On June 17, 1967, medic James E. Callahan was deep in War Zone D with a battalion of infantrymen when an ambush drove them to cover. The battle dragged on for three hours, and by the end of it, 31 men in the division had been killed and over 100 had been wounded.
As the bullets whistled overhead, Callahan sprang into action. Photographer Henri Huet captured the above photo as Callahan tried to save a dying soldier. The frantic desperation evident in Callahan’s face mirrored the popular American opinion of the war in Vietnam at the time, and the photo became one of the most famous to come out of Vietnam between 1955 and 1975.
3Invasion Of Inchon
Every battle in every war comes at a terrible cost. Unfortunately, those most affected are usually the civilians who just want the fighting to end. This heart-wrenching photo from the invasion of Inchon, South Korea is a perfect testament to that fact.
The Korean War began on June 25, 1950, when the North Korean People’s Army (NKPL) launched an invasion of South Korea. Although the United Nations quickly stepped in to back South Korea, the North Korean forces secured victory after victory in their merciless push to the south. For months, the NKPL proved an unstoppable onslaught, and both the UN and South Korean forces were pushed all the way to the Pusan Perimeter at the lower edge of the Korean Peninsula.
Backed into a corner, the UN tried a desperate gamble—an amphibious assault on the port city of Inchon, right below the North Korean border, on September 15. With Inchon as a foothold, South Korea was able to recapture Seoul and turn the tide of the war, although there were still months of bloodshed to follow.
2Orange Legacy
One of the continuing legacies of the senseless brutality of the Vietnam War was the use of Agent Orange, the infamous herbicide that was sprayed over Vietnamese foliage to flush out Viet Cong forces and destroy their food sources. The US army dropped approximately 75.5 million liters (20 mil gal) of Agent Orange over Vietnam and parts of Cambodia. Although the end of the war seemed to signal the end of suffering, life doesn’t always play fair.

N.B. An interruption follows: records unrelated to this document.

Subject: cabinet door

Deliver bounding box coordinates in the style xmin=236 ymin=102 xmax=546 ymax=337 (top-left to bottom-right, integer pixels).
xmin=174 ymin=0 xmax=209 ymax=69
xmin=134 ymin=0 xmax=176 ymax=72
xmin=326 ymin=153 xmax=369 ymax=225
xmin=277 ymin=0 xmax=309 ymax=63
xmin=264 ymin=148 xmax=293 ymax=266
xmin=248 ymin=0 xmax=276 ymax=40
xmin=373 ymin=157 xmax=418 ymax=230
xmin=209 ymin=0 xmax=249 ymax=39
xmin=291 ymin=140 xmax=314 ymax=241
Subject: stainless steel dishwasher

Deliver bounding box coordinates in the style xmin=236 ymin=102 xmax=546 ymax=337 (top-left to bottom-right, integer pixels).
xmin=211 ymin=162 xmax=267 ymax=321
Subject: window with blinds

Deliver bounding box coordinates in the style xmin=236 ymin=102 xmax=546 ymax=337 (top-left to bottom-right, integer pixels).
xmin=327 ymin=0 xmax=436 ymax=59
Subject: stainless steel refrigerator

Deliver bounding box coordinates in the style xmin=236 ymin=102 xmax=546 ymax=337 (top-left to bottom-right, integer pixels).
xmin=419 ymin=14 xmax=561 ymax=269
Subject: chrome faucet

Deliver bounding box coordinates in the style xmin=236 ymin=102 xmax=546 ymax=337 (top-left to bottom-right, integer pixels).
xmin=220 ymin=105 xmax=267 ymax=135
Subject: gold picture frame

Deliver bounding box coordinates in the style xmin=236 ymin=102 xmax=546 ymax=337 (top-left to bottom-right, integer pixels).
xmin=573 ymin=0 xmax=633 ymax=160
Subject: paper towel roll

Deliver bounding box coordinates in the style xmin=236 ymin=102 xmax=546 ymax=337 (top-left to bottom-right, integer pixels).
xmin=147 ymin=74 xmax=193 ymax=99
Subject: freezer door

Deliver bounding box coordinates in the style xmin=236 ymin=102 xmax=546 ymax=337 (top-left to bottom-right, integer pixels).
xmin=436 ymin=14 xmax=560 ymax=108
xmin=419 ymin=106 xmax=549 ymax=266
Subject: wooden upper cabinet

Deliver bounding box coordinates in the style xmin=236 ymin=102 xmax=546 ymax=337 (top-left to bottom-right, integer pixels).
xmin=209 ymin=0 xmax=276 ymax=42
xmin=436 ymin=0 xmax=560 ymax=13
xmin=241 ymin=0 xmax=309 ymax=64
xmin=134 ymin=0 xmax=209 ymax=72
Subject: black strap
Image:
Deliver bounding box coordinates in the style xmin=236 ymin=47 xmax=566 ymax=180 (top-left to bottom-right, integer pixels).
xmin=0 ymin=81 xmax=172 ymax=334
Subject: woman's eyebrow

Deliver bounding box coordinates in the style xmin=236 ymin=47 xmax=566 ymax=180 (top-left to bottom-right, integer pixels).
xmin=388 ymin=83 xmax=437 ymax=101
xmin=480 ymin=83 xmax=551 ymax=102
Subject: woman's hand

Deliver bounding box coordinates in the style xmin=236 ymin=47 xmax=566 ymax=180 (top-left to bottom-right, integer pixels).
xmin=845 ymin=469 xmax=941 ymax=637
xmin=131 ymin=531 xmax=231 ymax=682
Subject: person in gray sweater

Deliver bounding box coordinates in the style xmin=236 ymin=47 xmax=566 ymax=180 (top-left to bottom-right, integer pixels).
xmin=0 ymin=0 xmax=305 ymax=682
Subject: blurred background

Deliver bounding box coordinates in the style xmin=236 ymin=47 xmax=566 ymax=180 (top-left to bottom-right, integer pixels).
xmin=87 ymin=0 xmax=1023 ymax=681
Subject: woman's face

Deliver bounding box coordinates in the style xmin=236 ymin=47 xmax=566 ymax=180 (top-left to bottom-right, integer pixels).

Four and a half decades later, the people in the spray zone are still dealing with the debilitating effects of the dioxin contamination that seeped into their bodies and land. While Washington steadfastly refuses to take responsibility for the damage, the children and grandchildren of women who were exposed are being born with birth defects. The photo above shows a veteran of the Vietnam War bathing her 14-year-old son in 2006.
1Funeral For A Father
There’s no violence or gore in this picture. It’s not shocking in the usual, glaring sense of the word. It’s just a young boy with his head high and his chin strong, holding back tears as a soldier hands him a flag at his father’s funeral. But in its own way, it’s just as shocking as any photo snapped in the aftermath of a battle because it defines the people who still have their entire lives to feel the piercing heartbreak of loss.
The boy is Christian Golczynski, and he’s eight years old. His father, Marine Staff Sergeant Marc Golczynski, had been shot down while on a patrol in Iraq’s al-Aanbar province just a week before his tour of duty was supposed to end. With the whir of a shutter, Christian became the trembling face of a people without brothers, fathers, or sons. But hope is an indomitable force—inspired by his own loss, Christian has become involved in A Soldier’s Child, a charity organization that sends Christmas gifts to children who have lost parents in the line of duty.